Israel, un miembro del grupo Warao, limpia la tienda de su familia. “Llovió mucho el otro día. Los colchones y la ropa de los niños se mojaron”, dice con una mirada cansada en su rostro. «No solo el área puede inundarse fácilmente, sino que estamos en una región ecuatorial, por lo que llueve muy fuerte», explica Sara Lopes, una técnica en agua y saneamiento de MSF. «Parte de nuestro plan de drenaje se ejecutó, pero aún queda mucho por hacer«.
Hasta ahora, los lugares con agua en el refugio siguen siendo escasos. El agua utilizada para lavar ollas, sartenes y ropa se debe traer desde fuera en cubetas, y los inodoros se obstruyen con frecuencia. En la cocina colectiva, la gente cocina con leña todo lo que se les proporciona, generalmente carne de res y arroz. Pero incluso en la cocina, las condiciones sanitarias están lejos de ser óptimas. La humedad siempre presente y la falta de higiene aumentan la propagación de mosquitos y cucarachas, lo que podría conducir rápidamente a un aumento de las enfermedades. Además de estas condiciones de vida precarias, las personas en este refugio también carecen de la perspectiva para mejorar su situación, ya que no están incluidas en el programa brasileño de «interiorización». El esquema patrocinado por el gobierno y la ONU permite que los migrantes, solicitantes de asilo y sus familias sean transferidos voluntariamente a otras áreas del país, pero los pueblos indígenas no pueden solicitar el programa.
“Es como tomar un pájaro, ponerlo en una jaula y darle algo que no quiere. Así es como viven los indígenas aquí”, describe Delio Silva, un miembro del grupo Warao que vive en Pintolândia. Atrapados en este limbo, algunos aún hacen todo lo posible para mejorar sus condiciones y trabajar para conseguir medios de subsistencia. Las mujeres fabrican y venden artesanías hechas de fibra de buriti (una palmera local), mientras que los hombres recogen chatarra en las calles de Boa Vista. Utilizan el dinero para comprar alimentos que puedan complementar su dieta, como verduras, pescados de río o harina. No importa en qué situación se encuentren, a los indígenas les resulta particularmente importante preparar sus propias comidas.

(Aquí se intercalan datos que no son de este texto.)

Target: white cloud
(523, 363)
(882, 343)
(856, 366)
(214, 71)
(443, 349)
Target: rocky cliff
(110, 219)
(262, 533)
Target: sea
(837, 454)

Otros migrantes y solicitantes de asilo también intentan seguir siendo positivos, a pesar de las adversidades diarias. «Tenía que hacer que mi familia entendiera que todo está bien», dice Ricardo Calzadía, quien ahora vive en el refugio Jardim Floresta con su esposa, Milagros, y su hija, Saraí. Él explica con orgullo que, al mantenerse optimista, recientemente pudo inscribir a su hija de 8 años en una escuela que está a una hora a pie del refugio. Hace el viaje diario, de ida y vuelta, con Saraí.
Ricardo, que podría permitirse una vida cómoda en Venezuela, explica que “antes, solíamos comer, solo nosotros tres, en nuestra casa. Ahora compartimos una cafetería con otras 600 familias. También compartimos el baño con ellos. La familia ha crecido”.
“A veces hay que mirar las cosas de manera positiva. Nos ayudará a seguir adelante”, concluye, tratando de poner una sonrisa en su rostro.